The idea here is that social identities structure our lives such that different groups of people encounter different sorts of moral problems and thus develop different sorts of moral competencies (p. 28).

In other words, it is social identity such as being disabled that will determine how practiced and effectual one is in dealing with a particular problem. Yet, when disability scholars and activists introduce their moral competencies into questions and problems in mainstream bioethics, moral conflict often arises because of the social power and privilege that the field of bioethics maintains.

Charting a Path Forward

The serious, long-term uptake in mainstream bioethics of the moral perceptions and reasoning deployed by disabled people depends on adjusting concrete practices and institutions within which a nondisabled moral psychology develops (p. 29).

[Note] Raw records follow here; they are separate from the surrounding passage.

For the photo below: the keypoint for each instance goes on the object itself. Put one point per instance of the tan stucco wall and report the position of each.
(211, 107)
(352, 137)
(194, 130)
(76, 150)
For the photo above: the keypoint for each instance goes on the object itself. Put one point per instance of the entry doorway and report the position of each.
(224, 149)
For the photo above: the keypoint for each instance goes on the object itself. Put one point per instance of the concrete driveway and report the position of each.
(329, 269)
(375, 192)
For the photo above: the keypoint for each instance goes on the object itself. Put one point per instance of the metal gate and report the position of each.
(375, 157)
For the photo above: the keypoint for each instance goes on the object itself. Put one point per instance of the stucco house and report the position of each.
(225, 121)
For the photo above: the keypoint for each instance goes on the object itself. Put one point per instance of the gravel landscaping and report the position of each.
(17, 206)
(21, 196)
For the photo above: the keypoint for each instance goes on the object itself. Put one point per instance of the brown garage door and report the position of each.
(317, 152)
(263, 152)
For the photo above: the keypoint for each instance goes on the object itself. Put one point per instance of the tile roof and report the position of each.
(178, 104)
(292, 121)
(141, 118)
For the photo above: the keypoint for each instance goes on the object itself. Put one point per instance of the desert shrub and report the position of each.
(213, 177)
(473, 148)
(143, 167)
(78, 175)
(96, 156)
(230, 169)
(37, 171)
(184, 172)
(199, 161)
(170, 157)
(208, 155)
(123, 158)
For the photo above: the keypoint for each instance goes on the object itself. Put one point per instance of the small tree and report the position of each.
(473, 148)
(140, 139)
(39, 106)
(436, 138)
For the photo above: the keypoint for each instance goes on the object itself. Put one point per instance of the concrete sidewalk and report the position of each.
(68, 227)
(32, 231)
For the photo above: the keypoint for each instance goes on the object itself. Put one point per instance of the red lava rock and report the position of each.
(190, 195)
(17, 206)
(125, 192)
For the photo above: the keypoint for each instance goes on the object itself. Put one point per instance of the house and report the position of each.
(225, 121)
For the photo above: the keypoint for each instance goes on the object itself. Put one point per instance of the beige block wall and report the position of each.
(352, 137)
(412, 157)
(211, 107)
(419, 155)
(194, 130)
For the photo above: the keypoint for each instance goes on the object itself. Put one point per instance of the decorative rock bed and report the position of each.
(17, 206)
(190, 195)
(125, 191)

Stramondo offers a few starting points for enacting structural change. The first step is using empirical methodologies to “clarify the scope and depth of the variations in moral psychology between disabled and nondisabled people as they arise in biomedicine” (p. 29). This would help identify the where variations are found, their contexts, and their prevalence. Beyond this, mainstream bioethics must make room for disabled voices in the discipline. According to Stramondo, this requires removing more than just barriers to accessibility. He notes that entry into the field requires formal training and therefore a way to promote inclusion of disabled people would be through active establishment of affirmative action programs that recruit them to graduate programs. Lastly, he argues that the curriculum of bioethics must be infused with the history, culture, and theory of disability studies and “it should also include nuanced, politically aware narratives of life experience with disability—narratives that challenge the stereotypical tropes of popular culture and give aspiring bioethicists and health care professionals a richer understanding of disability from which to deliberate” (p. 29). Lived experience of disability creates variation in moral psychology of disabled people and therefore can be a resource for bioethics. Quoting Stramondo:

Developing a widespread, rich understanding of the phenomenal experience of disability from a social and political viewpoint, rather than a purely medicalized one, would go a long way toward establishing the conditions in which nondisabled bioethicists and health care providers could develop the moral perception and reasoning that would let them enter into constructive dialogue with the disability movement (p. 29).



  1. Beauchamp, Tom L. and James F. Childress. Principles of Biomedical Ethics, sixth edition. New York: Oxford University Press, 2009: 103.
  2. Gill, Carol J. “Depression in the Context of Disability and the ‘Right to Die’.” Theoretical Medicine 25, no. 3 (2004): 180.
  3. Beauchamp, Tom L. and James F. Childress. Principles of Biomedical Ethics, sixth edition. New York: Oxford University Press, 2009: 103.